Mavi gözlerini sarayın bahçesinde, babasının şu anda bulunduğunu bildiği talim alanında gezdirdi. Bu mesafeden net olarak görmesi zaten mümkün değildi ancak yine de gözlerini kısmış, göremediği ablasıyla afallamıştı. Genelde ablası ve babası birlikte talim yaparlardı. Herhalde ablasının bir işi falan çıkmıştı. Yanaklarını şişirip ofladı ve pencere pervazına doğru yasladı başını. 

"Şimdi atıma atlayıp sarayın dışına sürmek için nelerimi vermezdim." diye mırıldandı gözlerini yine bahçenin içinde bulunan atları barındıran ahır alanına çevirirken.
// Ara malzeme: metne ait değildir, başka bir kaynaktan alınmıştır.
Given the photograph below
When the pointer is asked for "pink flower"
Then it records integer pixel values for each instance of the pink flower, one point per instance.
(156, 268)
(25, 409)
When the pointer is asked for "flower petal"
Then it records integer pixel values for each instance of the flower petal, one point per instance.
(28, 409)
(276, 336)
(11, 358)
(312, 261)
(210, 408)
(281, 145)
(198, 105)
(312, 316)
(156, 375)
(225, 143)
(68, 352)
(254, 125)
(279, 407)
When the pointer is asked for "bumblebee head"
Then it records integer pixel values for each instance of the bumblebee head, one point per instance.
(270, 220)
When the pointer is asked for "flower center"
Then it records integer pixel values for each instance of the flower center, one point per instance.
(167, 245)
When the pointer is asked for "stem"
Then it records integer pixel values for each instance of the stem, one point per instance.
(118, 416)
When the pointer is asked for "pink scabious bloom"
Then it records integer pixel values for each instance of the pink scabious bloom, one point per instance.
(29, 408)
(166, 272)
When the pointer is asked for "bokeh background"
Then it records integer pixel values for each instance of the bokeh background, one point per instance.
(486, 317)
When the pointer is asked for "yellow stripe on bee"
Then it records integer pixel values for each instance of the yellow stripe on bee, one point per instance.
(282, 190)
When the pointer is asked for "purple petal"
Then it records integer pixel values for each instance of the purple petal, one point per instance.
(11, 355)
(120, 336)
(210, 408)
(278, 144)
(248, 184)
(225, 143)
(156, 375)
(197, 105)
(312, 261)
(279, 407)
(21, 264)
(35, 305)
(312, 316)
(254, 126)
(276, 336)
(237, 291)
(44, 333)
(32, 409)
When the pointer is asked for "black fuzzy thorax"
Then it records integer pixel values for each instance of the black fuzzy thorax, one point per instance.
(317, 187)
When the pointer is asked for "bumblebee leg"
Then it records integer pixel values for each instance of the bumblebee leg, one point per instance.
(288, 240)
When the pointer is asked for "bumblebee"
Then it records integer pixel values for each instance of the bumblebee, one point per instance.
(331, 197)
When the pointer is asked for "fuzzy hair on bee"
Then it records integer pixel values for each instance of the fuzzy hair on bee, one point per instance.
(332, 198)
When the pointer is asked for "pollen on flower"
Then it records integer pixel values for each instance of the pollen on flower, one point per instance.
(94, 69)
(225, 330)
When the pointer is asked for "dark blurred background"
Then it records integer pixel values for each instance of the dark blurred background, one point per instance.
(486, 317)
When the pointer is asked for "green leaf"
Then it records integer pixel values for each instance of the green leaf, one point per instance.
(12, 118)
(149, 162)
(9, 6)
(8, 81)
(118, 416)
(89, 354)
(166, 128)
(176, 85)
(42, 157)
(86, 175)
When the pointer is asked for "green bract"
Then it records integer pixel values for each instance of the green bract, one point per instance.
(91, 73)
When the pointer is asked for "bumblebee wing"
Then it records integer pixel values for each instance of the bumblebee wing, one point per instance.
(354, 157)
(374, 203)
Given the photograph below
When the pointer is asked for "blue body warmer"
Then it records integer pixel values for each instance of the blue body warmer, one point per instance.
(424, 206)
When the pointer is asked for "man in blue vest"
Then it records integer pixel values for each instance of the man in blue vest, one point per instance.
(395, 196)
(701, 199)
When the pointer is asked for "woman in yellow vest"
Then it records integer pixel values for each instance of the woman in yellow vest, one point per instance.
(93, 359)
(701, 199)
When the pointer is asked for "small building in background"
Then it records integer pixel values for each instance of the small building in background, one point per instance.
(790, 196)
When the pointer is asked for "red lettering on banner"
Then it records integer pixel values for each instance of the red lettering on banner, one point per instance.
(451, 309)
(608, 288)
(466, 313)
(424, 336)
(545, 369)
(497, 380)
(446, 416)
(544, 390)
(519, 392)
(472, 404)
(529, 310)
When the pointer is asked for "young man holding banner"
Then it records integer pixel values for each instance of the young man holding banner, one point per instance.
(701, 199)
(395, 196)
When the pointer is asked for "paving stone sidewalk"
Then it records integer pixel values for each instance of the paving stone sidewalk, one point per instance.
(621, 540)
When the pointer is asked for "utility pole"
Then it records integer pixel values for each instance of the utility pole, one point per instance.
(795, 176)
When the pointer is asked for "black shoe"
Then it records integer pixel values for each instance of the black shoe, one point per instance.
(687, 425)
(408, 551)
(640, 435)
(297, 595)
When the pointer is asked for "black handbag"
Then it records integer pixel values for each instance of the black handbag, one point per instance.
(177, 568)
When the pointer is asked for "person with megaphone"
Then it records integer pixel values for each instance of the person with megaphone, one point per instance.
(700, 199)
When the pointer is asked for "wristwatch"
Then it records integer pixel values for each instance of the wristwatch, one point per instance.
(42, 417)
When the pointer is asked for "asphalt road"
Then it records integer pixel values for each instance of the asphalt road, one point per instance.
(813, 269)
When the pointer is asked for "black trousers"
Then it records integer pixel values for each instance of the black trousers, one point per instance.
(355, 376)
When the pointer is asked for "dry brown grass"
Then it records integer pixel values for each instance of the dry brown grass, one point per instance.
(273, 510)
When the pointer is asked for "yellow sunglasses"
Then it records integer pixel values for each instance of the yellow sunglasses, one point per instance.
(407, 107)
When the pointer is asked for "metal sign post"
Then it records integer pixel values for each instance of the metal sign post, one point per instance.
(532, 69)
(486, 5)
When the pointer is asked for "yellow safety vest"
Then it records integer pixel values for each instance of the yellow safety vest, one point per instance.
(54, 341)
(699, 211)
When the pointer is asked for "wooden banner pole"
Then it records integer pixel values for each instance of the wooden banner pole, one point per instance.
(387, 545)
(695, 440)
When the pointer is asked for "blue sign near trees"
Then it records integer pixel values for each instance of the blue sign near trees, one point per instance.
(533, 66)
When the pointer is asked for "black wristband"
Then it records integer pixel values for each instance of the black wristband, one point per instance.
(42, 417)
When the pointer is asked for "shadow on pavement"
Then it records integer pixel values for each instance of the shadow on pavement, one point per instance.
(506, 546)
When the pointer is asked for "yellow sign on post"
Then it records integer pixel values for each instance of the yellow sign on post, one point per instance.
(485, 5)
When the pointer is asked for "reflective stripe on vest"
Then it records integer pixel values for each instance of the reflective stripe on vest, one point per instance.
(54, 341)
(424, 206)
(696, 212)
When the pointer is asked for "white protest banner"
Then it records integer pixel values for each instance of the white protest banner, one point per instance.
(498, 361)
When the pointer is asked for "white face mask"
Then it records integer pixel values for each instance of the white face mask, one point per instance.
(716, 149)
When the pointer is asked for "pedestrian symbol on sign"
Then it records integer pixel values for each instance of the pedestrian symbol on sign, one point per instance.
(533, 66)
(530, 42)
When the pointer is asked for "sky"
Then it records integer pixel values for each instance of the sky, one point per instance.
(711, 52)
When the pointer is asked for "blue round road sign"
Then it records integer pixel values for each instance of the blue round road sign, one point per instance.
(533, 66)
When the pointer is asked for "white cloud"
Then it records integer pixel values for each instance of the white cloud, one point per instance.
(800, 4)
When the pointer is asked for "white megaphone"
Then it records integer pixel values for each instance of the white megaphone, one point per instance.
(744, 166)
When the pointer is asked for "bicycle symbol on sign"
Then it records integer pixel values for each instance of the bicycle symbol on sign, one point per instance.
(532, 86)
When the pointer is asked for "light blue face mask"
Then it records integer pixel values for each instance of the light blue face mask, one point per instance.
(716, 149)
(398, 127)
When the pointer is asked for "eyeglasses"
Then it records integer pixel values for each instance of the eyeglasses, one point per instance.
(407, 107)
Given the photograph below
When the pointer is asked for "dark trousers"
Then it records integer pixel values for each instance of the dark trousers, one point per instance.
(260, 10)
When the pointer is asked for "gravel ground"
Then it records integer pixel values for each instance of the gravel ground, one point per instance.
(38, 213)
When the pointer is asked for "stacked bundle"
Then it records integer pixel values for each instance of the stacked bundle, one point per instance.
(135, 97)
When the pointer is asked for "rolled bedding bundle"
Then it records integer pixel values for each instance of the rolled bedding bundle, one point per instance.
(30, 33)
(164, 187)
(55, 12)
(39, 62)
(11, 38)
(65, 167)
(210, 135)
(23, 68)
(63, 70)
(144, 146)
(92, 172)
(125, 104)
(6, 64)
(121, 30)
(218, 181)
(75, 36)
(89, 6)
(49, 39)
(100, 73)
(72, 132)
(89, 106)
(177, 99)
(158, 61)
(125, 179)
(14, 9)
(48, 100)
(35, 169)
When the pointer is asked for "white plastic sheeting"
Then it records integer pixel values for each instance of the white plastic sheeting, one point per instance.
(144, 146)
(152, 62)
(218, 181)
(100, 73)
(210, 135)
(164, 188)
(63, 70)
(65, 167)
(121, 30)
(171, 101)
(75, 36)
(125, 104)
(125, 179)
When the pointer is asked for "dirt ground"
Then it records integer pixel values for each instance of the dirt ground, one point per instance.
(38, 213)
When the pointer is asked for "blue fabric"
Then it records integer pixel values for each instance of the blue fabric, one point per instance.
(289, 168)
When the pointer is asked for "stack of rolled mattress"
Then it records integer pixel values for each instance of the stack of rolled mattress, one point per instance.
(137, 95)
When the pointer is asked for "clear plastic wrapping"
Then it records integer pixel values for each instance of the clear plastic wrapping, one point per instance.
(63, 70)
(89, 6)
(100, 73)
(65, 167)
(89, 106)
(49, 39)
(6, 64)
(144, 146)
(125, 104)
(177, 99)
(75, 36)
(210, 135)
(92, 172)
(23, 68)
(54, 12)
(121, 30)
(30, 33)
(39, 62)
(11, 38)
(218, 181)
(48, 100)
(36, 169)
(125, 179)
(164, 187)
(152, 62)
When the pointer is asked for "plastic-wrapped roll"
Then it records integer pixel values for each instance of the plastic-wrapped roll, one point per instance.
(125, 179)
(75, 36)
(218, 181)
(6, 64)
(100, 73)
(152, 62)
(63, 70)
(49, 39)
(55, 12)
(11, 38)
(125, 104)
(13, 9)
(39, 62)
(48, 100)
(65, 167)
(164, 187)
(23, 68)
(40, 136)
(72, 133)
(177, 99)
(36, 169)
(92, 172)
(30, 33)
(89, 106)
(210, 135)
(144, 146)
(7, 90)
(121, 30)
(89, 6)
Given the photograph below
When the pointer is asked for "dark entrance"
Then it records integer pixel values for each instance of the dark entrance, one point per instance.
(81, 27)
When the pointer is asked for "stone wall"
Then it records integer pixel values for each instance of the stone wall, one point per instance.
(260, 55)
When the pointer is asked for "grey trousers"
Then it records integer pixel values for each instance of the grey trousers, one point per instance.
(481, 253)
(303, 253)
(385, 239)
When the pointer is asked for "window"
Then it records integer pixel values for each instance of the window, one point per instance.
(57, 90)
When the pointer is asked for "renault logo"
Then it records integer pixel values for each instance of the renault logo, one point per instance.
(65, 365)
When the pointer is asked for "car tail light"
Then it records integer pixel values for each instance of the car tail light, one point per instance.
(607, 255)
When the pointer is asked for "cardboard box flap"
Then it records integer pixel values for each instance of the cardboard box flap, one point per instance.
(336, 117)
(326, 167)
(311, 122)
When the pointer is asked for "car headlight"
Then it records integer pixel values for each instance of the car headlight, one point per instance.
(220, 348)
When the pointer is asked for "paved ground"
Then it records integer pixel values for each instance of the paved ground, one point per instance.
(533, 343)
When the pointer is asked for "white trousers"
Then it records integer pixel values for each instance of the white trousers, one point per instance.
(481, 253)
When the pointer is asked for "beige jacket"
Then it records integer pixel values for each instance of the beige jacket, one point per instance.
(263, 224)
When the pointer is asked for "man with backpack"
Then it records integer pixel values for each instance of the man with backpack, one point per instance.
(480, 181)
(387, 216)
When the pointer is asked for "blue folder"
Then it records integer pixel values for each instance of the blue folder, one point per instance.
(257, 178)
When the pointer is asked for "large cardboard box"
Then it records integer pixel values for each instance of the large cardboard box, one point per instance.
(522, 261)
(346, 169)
Mırıltısının ardından yalnız olduğunu sandığı odada duyduğu, "Canını da verir miydin?" sorusu korkuyla irkilmesine sebep olmuştu. Hızla başını yasladığı pervazdan çekti ve arkasını döndü. Henüz açılmış odasının beyaz tahta kapılarından içeriye giren yapılı bedeni gördüğündeyse neler döndüğünü anlayıp rahat bir nefes verdi.